Paul contratou os irmãos Teagarden – o trombonista Jack e o trompetista Charlie – donos de uma vasta experiência, adquirida em orquestras como a de Ben Pollack e em grupos de dixieland. Para substituir Bix nos solos de trompete, ele trouxe Bunny Berigan, egresso de algumas importantes orquestras de dança do leste e do meio-oeste, como as comandadas por Frank Cornwall e Merle Owens.
Além disso, Paul sabia que sempre poderia contar com o amigo Trumbauer, que se desdobrava não só na execução do seu saxofone, mas também na procura de contratos comerciais para manter a banda em atividade e em alta.

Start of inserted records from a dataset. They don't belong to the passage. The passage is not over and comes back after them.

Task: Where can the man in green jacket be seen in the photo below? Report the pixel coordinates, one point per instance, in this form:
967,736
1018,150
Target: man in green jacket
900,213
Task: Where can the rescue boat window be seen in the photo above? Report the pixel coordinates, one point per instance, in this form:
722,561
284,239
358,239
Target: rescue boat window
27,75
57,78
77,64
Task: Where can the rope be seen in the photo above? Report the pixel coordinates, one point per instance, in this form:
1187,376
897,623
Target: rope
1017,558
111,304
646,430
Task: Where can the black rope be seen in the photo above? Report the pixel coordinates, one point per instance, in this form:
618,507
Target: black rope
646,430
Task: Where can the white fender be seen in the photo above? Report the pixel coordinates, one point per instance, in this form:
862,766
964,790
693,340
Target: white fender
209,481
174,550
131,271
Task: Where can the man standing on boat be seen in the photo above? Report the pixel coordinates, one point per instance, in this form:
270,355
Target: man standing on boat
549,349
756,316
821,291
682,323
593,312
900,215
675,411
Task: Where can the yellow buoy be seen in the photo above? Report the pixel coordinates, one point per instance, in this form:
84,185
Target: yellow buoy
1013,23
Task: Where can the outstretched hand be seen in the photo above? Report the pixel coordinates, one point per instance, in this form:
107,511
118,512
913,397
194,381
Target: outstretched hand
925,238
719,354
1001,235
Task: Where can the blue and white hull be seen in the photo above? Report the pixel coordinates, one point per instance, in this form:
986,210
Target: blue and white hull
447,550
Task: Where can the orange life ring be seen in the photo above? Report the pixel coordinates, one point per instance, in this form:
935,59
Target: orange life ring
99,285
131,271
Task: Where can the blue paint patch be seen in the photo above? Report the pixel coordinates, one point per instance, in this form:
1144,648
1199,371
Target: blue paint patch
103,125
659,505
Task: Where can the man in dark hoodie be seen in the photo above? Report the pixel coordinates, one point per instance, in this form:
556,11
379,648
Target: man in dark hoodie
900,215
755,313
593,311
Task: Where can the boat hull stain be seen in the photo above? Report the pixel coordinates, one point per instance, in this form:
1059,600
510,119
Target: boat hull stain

Mesmo assim, ao contrário do que ele previra, a sua música soava cada vez mais anacrônica, pois o sofrido povo americano preferia fugir dos problemas ouvindo e dançando músicas alegres e saltitantes – no caso, o swing – ao invés de se lastimar ao som da sua melodia romântica, sentimental, mas – por que não dizer? – depressiva.
As coisas começavam a mudar rapidamente no panorama musical norte-americano, e a velocidade da mudança não era aquilo que convinha exatamente a uma pessoa como Paul Whiteman, acostumado com uma vida programada e rotineira.
O maestro se sentiu um pouco culpado quando soube da morte de Bix em 1931, vítima de uma pneumonia agravada pelo excesso de álcool. Se tivesse tido um pouco mais de paciência – pensou Paul – talvez o trompetista tivesse superado a depressão e a angústia e pudesse ter vivido um pouco mais.